そうなるとやっぱり村で作れない金物がいいんだろうか、などと話しながら露店の隙間を歩いて行く。
「あ」
「ん?なんかあったぁ?」
リーンが目を止めたのは蓋に木彫りの細かな装飾がされた小さな小物入れ。あれ、凄く見覚えがある。
両側のセオとケネスがそちらに方向を変え連れて行ってくれる。目の前まで来て手に取って眺めてみた。
やっぱり。使われている木の材質も掘られた模様も、良く知っている人が昔作っていた物に似てる。蓋を外してその裏側を見ると控えめに入っている作り手の印。それにも見覚えがあった。
「なかなかいい出来だろう?そいつは3000ルクだよ」
暇そうにしていた商人が立ち上がりニコニコと愛想の良い顔で近寄って来た。3000ルク。大銅貨三枚だ。
どうしようか。欲しいけれど結構高い。残りでお土産買えるかな。
「えぇ〜これで3000は無いよぉ。あっちでもっと良い細工のがもっと安かったよ。あっちに行こう」
迷っているとケネスがリーンを促し移動しようとする。その言動に何か違和感が。あれ?
「ちょっと待ってくれよ。うぅーん。そうだな、せっかく気に入ってくれたんだし特別に2500ルクにまけとくから」
「無い無い。あっちのは1500ルクでもっと良い品だったし。これなら1000ぐらいじゃない?」
「1000だって!?バカ言うなそんなんじゃ……」
「だから向こう行くって言ってるでしょぉ?ほら、リーン行こう」
「ま、待った!じゃあ……1300だ!これ以上は無いぞ!」
ボケっとしている間に半額以下になってた。ケネスが素知らぬ顔でリーンの方を向いて尋ねる。
「1300だって。どうする〜?」
「……買います」
違和感を感じた理由に遅れて気付いた。ケネスは誰かが気に入った物があったら、それが例え無価値に思えても否定的な言葉を口にしない。

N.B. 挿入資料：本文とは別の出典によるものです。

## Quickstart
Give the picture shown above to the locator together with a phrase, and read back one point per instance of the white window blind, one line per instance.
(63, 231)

リーンが土の中から拾った石に大喜びしていた時もニコニコ見てた。最初から値切るつもりだったのか。
「ケネス、ありがとう」
「ふふ。どういたしまして〜」
「お前……すげえな」
セオはちょっと引いてる。
後ろの二人には高評価のようだ。にこやかに頷いている。
「でもそれ、そんなに気に入ったの?」
ケネスが不思議そうに聞いてくる。
どの村にも何人かは蔦を編んだり木を彫ったりが人より得意なのがいるものだ。マルツ村にもいる。そういう人達が作った物が行商人や村の雑貨屋に売られ、そしてそれらが街に運ばれて売られる。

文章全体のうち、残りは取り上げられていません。